Q: How can new investors handle volatility, and is there a way to de-risk the marijuana sector?

A: I think you have to be on top of it. This is not something you just want to buy and hold and not look at for three years because there is so much change and it’s a fast-moving sector. And certainly once recreational (marijuana) becomes legal in Canada in the middle of October, that’s going to change it because you’re going to have a lot of companies that actually have to go from a concept stage to an operating model. And I think that’s going to be a big game changer. The next six months are going to be really interesting. If you’re making investments I’d say make sure to watch them day to day, and if you can’t, look at buying one of the ETFs or funds.

Q: Does interest from alcohol companies or rumours that Coca-Cola wants to join the sector give it more validity?

A: Constellation, the maker of Corona, coming in and making a $5-billion investment in Canopy certainly got the space going. I think that just goes to show that where this is really going to win is beverages. If you’re not smoking now, nobody is really going to start smoking. There’s so many stigmas attached to smoking. I think as people want to get more involved in cannabis and try it out, the beverage side is going to be where people are going. People are already looking at Denver. Beer sales are down 10 per cent year over year. So all the big beer companies are focused on this … and that’s where I think the big beer companies and other consumer product companies are coming up to Canada to do some research to see if there’s any way to infuse THC or CBD into their products so they can take that to the next level.

Q: How can an investor know when it’s the right time to sell?

A: A lot of people have made a lot of money in a very short period of time. I would say if you made some money and you’ve had a fairly big win, I would take some money off the table so you know you’ve got at least your initial investment back …You really want to make sure you’re backing the winners in this. A lot of people are making the analogy to the dot-com craze. There was a lot of money to be made in the dot-com craze and we had Apples and Amazons and Googles come out of that. But there are a lot of companies that just went away. I think probably this is a good analogy. Ten years from now you’ll be looking a lot of these companies that just don’t exist.

Q: Is this a giant bubble — especially if weed prices drop significantly?
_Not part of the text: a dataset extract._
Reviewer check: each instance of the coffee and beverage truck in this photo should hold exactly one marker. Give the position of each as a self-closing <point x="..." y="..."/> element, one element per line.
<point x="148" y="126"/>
A: It’s really tough to tell because this space is really just starting … But overall … the valuations of some of these companies is really extreme if they can’t deliver. Now if the market does really come out as some expect and it can become a $50-billion market annually in another few years, then maybe some of these companies are fairly valued. But right now it you are looking companies that are just focused on Canada, I think they are probably getting on the higher end of the range.

Q: How important is branding going to be?

A: Branding I think is the biggest thing people need to watch. I think when you’re making the analogy to the beer industry and the tobacco industry, right now all of the cannabis companies — or the bulk of them that are listed on the Canadian market — are really just growers. And when you look at beer or tobacco, no one cares who grows the hops or grows the tobacco. That’s just the farmers. The real money is made in the brands and I think that’s where we need to figure out companies that can create brands that can be winners in Canada and can also be exported to be winners internationally. So I think companies that aren’t really focused on branding are going to just go away and just become farmers … Right now with the legislation, it’s going to be really tough to create a brand. So you’re looking at word of mouth … or partnering with an existing brand in beer  and try to make a crossover brand in cannabis.

Q: How can an investor stay calm during wild swings?

A: There’s going to be a lot of headlines in the next few months. Just really make sure you’re on top of your positions and if it’s really keeping you up at night, take some money off the table and make sure you got your initial investment out.

Disclaimer: CityNews does not offer financial advice and reminds investors to do their own research before investing.